ポルトガルの置かれている状況はギリシャの状況(投資家から信用されていない)やアイルランドの状況(不動産バブルの後遺症)とは異なります。

ポルトガルの財政赤字はドイツに次いで小さく、EUの規定である「-3%以内におさめよ」というハードルはクリアできそうです。
ポルトガル財政収支

失業率もスペイン、ギリシャ、アイルランドなどに比べると低いです。
ポルトガル失業率


しかしポルトガルは今回の世界不況がはじまる前から慢性的な経済の低成長に悩んできました。
ポルトガルGDP

また政府の負債はじりじりと上昇してきました。
ポルトガル政府負債

もうひとつ悪い点としてポルトガルは経常収支が恒常的にマイナスであり、外部の環境変化に弱いという点が指摘出来ます。
ポルトガル経常収支

或る意味でポルトガルの置かれた状況は日本のそれに近いと言えます。なぜならどちらの国も「どうやって経済成長を導きだすか?」という点で苦しんでいるからです。

ポルトガルと日本の大きな違いは日本の経常収支は健全だし、国債の消化は国内で完全に出来ている点です。

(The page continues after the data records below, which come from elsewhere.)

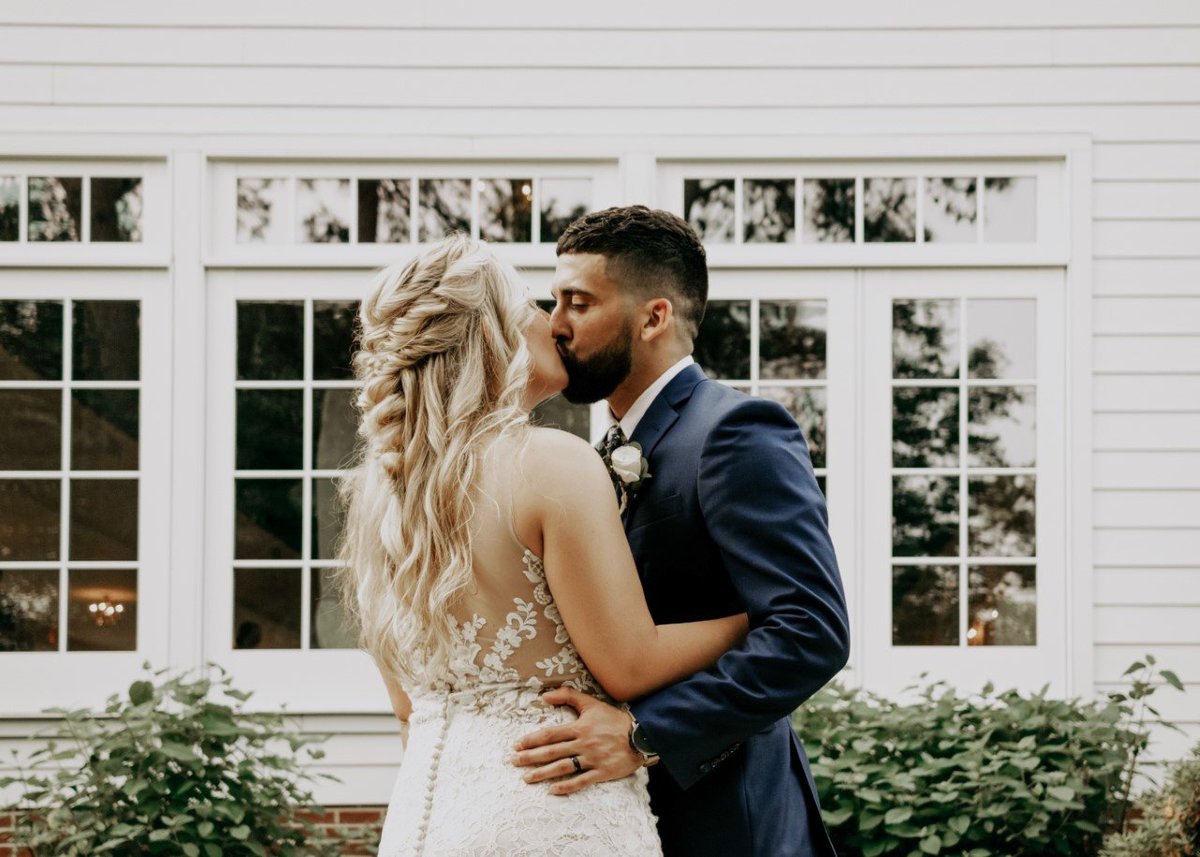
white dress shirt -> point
(643, 402)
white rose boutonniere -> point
(629, 471)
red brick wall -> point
(365, 820)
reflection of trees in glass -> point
(829, 210)
(924, 426)
(792, 339)
(709, 208)
(29, 610)
(925, 339)
(924, 605)
(1002, 606)
(889, 209)
(117, 209)
(323, 207)
(1001, 516)
(562, 202)
(951, 209)
(258, 220)
(444, 208)
(384, 210)
(723, 347)
(768, 210)
(10, 208)
(55, 208)
(505, 209)
(30, 340)
(925, 516)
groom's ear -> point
(658, 318)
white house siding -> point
(1127, 75)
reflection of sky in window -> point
(1002, 337)
(949, 210)
(323, 210)
(1011, 209)
(261, 211)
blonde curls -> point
(443, 367)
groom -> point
(731, 520)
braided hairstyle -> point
(443, 366)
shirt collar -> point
(643, 402)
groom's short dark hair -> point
(653, 252)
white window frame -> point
(76, 678)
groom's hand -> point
(599, 737)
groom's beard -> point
(595, 378)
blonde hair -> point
(443, 366)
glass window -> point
(964, 484)
(69, 474)
(287, 517)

ギリシャやアイルランドの場合、事態が急激に悪化しているケースですのでソブリン危機が来て当然なわけですが、ポルトガルの場合は症状の進行がとても緩やかだったので、その国の借金の借り換えコストがスルスル上昇しているのは意外の感に打たれるし、資本市場という魔物の気まぐれさには改めて驚かされます。